Itu ia sampaikan ketika hadir dalam perayaan Dies Natalis ke-55 Universitas Islam Negeri (UIN) Walisongo Semarang pada hari Rabu, 9 April 2025.
“Pengajar adalah elemen penting. Apabila para guru memiliki kualitas yang baik, maka sistem pendidikannya juga akan berkualitas tinggi. Dengan diberikannya insentif sertifikasi sekarang ini, sudah tiba waktunya untuk kami menekankan peningkatan keahlian daripada membuat laporan-laporan administrasi,” ungkap Mu’ti, Rabu kemarin.
Dalam sambutannya bertajuk “Pendidikan Berkualitas bagi Semua”, Prof. Mu’ti menggarisbawahi signifikansinya mendidik karakter serta warganegara dalam iklim teknologi yang semakin pesat, seperti halnya dengan AI atau kecerdasan buatan.
“Meskipun teknologinya canggih, ia harus dikuasai oleh orang-orang bermoral,” katanya.
Menurut dia, pembelajaran mendalam perlu berujung pada hasil yang memberikan dampak baik.
“Penting untuk menekankan pembangunan moral, keterampilan lunak, serta rasa persatuan,” jelas Mu’ti.
Pada pidatonya, Mu’ti mengekspresikan penghargaan besar terhadap prestasi berarti yang telah diraih kampusnya.
Di samping itu, ia pun merenungkan kembali jejak karir akademis dan profesionalisnya yang berawal dari lingkungan perguruan tinggi ini.
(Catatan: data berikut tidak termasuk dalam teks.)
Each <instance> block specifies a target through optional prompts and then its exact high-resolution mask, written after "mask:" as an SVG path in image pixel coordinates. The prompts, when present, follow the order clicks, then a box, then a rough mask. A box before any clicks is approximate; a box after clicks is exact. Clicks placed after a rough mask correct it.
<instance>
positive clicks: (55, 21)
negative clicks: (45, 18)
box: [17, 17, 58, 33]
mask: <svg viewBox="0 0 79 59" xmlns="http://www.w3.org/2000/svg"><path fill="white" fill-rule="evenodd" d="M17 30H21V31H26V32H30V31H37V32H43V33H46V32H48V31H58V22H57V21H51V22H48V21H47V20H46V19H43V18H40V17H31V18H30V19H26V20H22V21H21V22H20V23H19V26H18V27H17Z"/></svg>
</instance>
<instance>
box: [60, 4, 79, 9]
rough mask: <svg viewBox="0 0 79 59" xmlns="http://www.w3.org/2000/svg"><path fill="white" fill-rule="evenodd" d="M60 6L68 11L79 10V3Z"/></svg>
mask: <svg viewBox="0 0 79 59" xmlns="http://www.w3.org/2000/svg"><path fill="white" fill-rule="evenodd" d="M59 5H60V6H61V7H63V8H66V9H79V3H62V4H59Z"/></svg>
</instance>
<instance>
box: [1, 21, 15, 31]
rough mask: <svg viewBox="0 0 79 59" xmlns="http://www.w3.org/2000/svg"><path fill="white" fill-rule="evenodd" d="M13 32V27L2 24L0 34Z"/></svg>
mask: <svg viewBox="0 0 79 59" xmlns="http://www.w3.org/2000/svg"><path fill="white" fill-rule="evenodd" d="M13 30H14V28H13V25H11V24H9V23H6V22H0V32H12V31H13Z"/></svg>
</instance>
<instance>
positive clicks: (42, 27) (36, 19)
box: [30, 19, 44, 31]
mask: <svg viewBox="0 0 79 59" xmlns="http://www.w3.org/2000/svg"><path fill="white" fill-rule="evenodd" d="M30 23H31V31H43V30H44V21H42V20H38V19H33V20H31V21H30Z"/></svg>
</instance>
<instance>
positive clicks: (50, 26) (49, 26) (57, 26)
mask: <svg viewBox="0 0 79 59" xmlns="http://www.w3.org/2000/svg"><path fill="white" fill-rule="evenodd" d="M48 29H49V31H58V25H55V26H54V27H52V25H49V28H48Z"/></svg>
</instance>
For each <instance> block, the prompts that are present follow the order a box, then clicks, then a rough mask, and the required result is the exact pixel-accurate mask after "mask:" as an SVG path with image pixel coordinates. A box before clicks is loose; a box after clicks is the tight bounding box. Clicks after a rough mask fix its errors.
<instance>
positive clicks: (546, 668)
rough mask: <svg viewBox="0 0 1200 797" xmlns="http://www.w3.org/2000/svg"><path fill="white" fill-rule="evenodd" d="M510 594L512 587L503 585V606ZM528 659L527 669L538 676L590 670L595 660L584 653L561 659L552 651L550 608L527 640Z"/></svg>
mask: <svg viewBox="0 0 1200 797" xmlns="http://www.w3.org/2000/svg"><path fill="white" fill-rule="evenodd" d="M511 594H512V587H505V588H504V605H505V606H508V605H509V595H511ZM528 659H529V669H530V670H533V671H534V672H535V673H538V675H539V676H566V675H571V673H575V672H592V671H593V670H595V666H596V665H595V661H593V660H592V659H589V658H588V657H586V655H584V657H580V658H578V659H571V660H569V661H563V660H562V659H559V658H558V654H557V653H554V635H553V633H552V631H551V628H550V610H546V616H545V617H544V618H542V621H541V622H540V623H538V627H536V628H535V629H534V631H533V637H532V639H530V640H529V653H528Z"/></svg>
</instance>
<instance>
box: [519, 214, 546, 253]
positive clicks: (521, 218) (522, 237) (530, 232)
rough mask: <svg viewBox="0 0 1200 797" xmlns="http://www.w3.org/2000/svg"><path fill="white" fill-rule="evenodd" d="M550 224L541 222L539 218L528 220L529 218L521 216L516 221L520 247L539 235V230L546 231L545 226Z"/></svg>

“Saya kembali ke UIN Walisongo setelah 39 tahun. Dahulu aku jurnalis untuk majalah kampus Amanat, dan saat ini aku diwawancara oleh Amanat. Inilah sebuah petualangan nasib yang luar biasa. Mulai dari pelajar, kemudian guru besar, sampai akhirnya memperoleh tugas mulia sebagai menteri—semuanya bermula di tempat ini,” ungkap Mu’ti.